いつも思うが、太福さんが演じる女性には男
性演者によくある違和感があまりない。理由
は分からない。
立川談春師もそうなのだがそれはまた別の話。


『サカナ手本忠臣蔵「オオイカ東下り」』。
このシリーズは一旦休止中だが、7月に再開
するとのこと。

出世魚のように進化し、水物だけに(?)良い
意味で掴みどころがないのが「サカナ手本忠
臣蔵」の魅力だが、SNSの感想ツイートを参
照すると、半信半疑で受け入れ難い、という
意見も少数だがみられる。
私自身は当初は探り探りだったが、客として
感想を述べることで参加し、話が進んで色々
な場面が積み重なるに従い、今ではもうサカ
ナ以外には考えられなくなった(魚ではなくイ
カとか貝だけど)。
昨今流行りの言葉で言えば、その積み重ねが
エビデンスになったということだ。

一方で、とにかく無条件に全肯定の態度はあ
る特定の客と演者の関係性を保つうえで必要
なことであろうけれども、演者と客が一体感
を得ることと、ただ馴れ合うことは意味も質
もまったく違う。

ひとえの迎合は、何であれ対象を温め過ぎて
駄目にしてしまわないだろうか?
…などと浪曲にわか客の分際で不遜なことを
言っているが、このサカナ手本~の会は、客
席でいつも同じ何某が同じ何物かをあたため
ているのでだいぶ海水が温くなってきた印象
があり、7月に再開する会も客席が同じ状況
なら疑念が強まる。

水風呂はキンキンに冷えているのが至上では?

浪曲という話芸そのものが好きなうえでファン
なのであり、腐すのが目的で会に通う程バカで
も物理的余裕もないし、断じて芸以外の何かの
方を重んじているわけでもない。

(あ。
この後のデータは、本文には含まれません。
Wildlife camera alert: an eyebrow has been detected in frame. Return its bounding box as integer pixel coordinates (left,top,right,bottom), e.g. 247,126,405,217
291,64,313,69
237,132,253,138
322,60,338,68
最近理不尽なことが重なって心が焦げ付い
ているので余計なことを書いているという自覚
があるけど客観的に見て間違ったことを述べて
いるとも思えない)


何はともあれ、マクラで話された浪曲協会理事
復帰の朗報は、本当に喜ばしいことと思いまし
た。ファンですみません。

終演後帰る際、赤いジャンパーを着た男性が楽
屋に入って行くのを見て、おっ弟子入り志願者
か?と思ったが、後で目下『明石の夜嵐』を習っ
ている立川志ら門さんだと分かった。